A real man watches football.

            He spends his weekends in his living room or in bars, wearing his team’s jersey while he drinks beer and yells at the TV. He gets upset—so upset he yells loud enough to scare his cat off the couch—when his team’s quarterback—their first real hope in years—is out for two weeks with a knee injury, and they put in the backup, a first-round draft pick who has never lived up to the hype, and he lets the Jaguars pick him off three plays in a row, and they go from 3–0 to 21–3 in just four minutes.

            He sits on bar patios and friends’ front porches and in his dad’s friend’s living room, and he talks about football. He talks about the NFL Power Rankings in Week 7, and about the NCAA’s new play-off system, and about how the Cardinals / the Bengals / Clemson / Ohio State might do in the post-season this year. He holds a beer in one hand during these conversations—always a beer, or maybe some whiskey; he saves the red wine or the mixed drinks for some other time, for at home or at a different bar or around people who aren’t his Football Friends—and he makes sure his voice sounds lower, lower than when he gets called “ma’am” on the phone or in the McDonald’s drive-thru, and he makes sure not to talk so much with his hands when he says things like “third-down conversion” or “pass interference” or “three-and-out” and waits for the approving nod from the other guys.

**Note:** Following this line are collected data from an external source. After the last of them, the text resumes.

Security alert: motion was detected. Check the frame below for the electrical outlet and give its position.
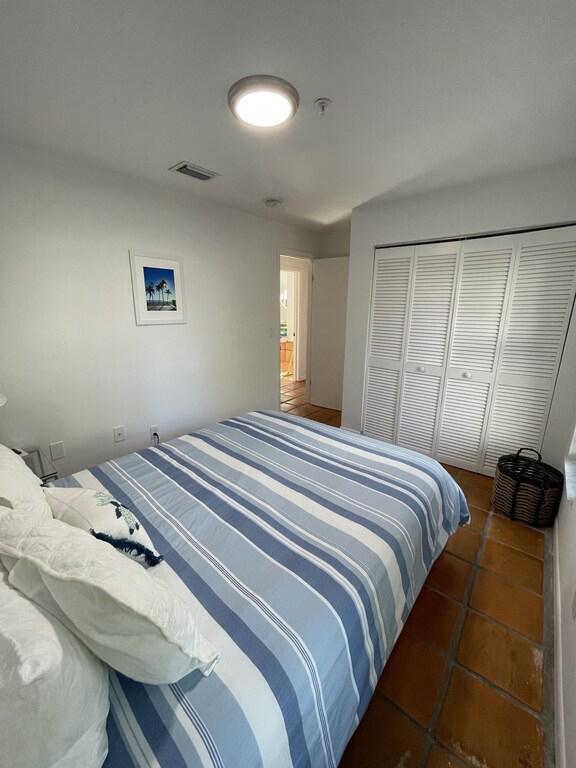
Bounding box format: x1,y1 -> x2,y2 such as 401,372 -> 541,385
48,440 -> 66,461
112,426 -> 126,443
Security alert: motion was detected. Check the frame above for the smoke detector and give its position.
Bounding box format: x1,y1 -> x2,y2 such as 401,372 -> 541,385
168,162 -> 220,181
314,96 -> 332,116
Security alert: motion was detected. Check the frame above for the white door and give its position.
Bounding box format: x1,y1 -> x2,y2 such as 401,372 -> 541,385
482,227 -> 576,473
310,257 -> 348,411
396,242 -> 460,455
362,246 -> 414,442
436,236 -> 518,471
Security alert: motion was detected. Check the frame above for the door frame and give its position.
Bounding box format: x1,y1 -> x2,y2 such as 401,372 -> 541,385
277,248 -> 313,403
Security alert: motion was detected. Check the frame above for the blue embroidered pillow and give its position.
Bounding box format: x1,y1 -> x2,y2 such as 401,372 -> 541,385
44,488 -> 163,568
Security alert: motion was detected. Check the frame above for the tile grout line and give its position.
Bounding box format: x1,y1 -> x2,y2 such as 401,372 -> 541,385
422,514 -> 489,768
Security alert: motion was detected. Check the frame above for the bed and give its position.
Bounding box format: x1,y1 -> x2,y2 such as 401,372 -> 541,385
56,411 -> 468,768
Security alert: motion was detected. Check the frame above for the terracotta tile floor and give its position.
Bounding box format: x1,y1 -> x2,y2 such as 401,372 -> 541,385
280,378 -> 342,427
340,462 -> 553,768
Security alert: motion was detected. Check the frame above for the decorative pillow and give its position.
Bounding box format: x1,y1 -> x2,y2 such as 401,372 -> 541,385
0,569 -> 109,768
0,445 -> 52,518
44,488 -> 163,568
0,513 -> 219,684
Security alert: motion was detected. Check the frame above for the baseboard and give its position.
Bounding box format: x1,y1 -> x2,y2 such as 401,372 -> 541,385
554,524 -> 567,768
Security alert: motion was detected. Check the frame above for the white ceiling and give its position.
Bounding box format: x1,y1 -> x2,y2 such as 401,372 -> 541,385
0,0 -> 576,226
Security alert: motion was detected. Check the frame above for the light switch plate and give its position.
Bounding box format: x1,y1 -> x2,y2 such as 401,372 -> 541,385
48,440 -> 66,461
112,425 -> 126,443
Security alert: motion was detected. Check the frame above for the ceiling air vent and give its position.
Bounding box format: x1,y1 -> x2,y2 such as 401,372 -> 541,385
168,163 -> 220,181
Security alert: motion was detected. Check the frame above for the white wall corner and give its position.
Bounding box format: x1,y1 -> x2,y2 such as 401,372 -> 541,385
554,523 -> 567,768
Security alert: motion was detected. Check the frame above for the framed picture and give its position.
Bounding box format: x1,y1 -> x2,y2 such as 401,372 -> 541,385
130,251 -> 186,325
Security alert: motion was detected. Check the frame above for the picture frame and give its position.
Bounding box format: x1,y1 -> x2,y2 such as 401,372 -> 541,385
129,251 -> 186,325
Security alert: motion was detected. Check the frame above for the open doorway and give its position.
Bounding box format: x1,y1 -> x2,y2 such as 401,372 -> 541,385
280,255 -> 312,403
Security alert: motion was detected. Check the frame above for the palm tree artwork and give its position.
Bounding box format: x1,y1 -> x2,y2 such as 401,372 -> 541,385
143,266 -> 176,312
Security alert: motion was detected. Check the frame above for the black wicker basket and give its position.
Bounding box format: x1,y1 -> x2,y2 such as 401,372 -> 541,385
492,448 -> 564,528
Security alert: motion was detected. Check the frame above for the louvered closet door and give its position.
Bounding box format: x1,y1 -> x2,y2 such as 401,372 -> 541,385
397,242 -> 460,454
483,227 -> 576,473
436,236 -> 518,471
362,247 -> 414,442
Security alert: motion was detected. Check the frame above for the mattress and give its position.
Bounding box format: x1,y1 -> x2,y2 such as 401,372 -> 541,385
57,411 -> 468,768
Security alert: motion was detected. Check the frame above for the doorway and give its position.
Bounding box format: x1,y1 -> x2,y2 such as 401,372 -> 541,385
279,255 -> 312,398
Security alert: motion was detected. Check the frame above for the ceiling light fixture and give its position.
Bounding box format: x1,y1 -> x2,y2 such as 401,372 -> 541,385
228,75 -> 300,128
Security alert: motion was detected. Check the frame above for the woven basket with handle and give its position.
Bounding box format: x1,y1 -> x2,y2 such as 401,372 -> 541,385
492,448 -> 564,528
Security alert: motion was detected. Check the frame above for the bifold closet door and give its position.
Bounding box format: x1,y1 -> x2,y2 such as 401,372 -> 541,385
396,242 -> 460,454
436,236 -> 518,471
482,227 -> 576,473
363,247 -> 414,442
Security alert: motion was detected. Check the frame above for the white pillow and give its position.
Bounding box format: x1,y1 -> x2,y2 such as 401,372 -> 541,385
44,488 -> 163,568
0,569 -> 109,768
0,445 -> 52,518
0,513 -> 219,684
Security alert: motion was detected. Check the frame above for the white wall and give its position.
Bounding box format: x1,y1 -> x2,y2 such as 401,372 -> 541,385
343,162 -> 576,767
310,257 -> 348,410
0,138 -> 316,473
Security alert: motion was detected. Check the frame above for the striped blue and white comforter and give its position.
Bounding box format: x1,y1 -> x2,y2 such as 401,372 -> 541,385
58,411 -> 468,768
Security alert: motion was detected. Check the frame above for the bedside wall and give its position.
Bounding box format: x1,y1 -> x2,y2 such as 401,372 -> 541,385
0,138 -> 315,474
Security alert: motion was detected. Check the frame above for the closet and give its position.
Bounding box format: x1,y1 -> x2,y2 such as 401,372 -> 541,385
362,227 -> 576,474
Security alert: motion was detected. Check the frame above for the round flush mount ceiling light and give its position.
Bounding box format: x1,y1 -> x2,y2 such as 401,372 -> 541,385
228,75 -> 300,128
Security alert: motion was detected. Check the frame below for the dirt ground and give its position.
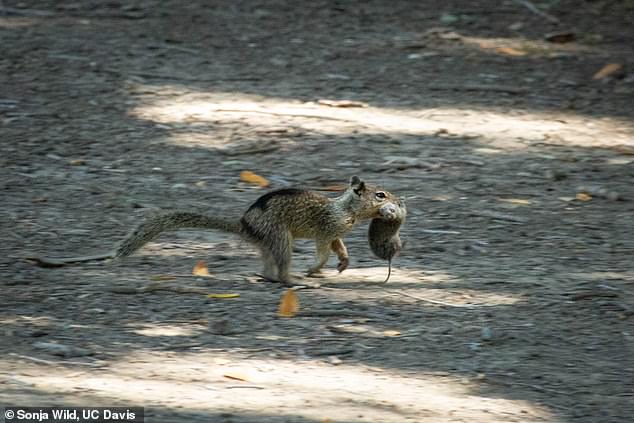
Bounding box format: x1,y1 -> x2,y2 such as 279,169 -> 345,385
0,0 -> 634,423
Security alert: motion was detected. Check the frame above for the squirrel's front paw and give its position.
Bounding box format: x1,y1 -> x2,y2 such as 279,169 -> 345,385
337,257 -> 350,273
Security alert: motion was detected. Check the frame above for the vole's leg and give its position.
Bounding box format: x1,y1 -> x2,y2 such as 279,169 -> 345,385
330,238 -> 350,273
307,239 -> 331,277
259,247 -> 279,282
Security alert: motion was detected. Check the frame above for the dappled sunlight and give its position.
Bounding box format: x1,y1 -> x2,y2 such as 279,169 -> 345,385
324,266 -> 525,307
2,351 -> 557,422
130,88 -> 634,154
127,324 -> 201,336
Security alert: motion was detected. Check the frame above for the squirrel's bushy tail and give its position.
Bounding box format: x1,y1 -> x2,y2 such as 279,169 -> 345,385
114,211 -> 240,258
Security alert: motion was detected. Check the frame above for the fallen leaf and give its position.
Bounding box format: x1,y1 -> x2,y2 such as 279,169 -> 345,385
240,170 -> 270,187
608,144 -> 634,155
498,198 -> 531,206
495,47 -> 526,56
544,31 -> 576,44
592,63 -> 623,80
317,98 -> 368,107
192,260 -> 211,276
222,372 -> 249,382
277,289 -> 299,317
207,294 -> 240,298
150,275 -> 176,281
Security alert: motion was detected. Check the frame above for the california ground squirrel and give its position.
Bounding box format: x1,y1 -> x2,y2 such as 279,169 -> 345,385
31,176 -> 398,285
368,198 -> 407,283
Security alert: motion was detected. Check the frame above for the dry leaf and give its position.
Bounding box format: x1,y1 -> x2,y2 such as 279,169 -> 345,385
277,289 -> 299,317
240,170 -> 270,187
592,63 -> 623,80
223,372 -> 249,382
498,198 -> 531,206
207,294 -> 240,298
544,31 -> 577,44
150,275 -> 176,281
192,260 -> 210,276
575,192 -> 592,201
495,47 -> 526,56
317,98 -> 368,107
608,144 -> 634,155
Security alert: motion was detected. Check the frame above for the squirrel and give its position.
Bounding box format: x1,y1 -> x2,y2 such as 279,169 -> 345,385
29,176 -> 399,285
368,198 -> 407,283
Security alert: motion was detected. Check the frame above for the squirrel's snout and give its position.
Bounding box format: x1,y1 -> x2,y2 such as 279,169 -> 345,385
379,203 -> 397,219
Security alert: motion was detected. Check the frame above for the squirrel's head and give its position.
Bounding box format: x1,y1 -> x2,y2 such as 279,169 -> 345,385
344,176 -> 400,220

            When his social media feeds blow up with news of another football player accused of sexual assault, or another football player accused of domestic violence, or another coach who signs another player accused of sexual assault or domestic violence or assault and battery, or when another high school football player dies on the field or another one goes back in the game, even though he probably shouldn’t, he tries not to think too much about it. He tries to tell himself that he can like the game and dislike the players, that he can like the game and dislike the culture, that the culture can change, that the players understand the risks, and they’re adults. Because he likes football, that’s part of it, but even more than that, he doesn’t want to lose what watching football gives him: something to talk about with his father when they talk on the phone, something to talk about with other men that makes him feel like he’s part of the club, like he belongs there.

 

 

A real man knows how to do things around the house.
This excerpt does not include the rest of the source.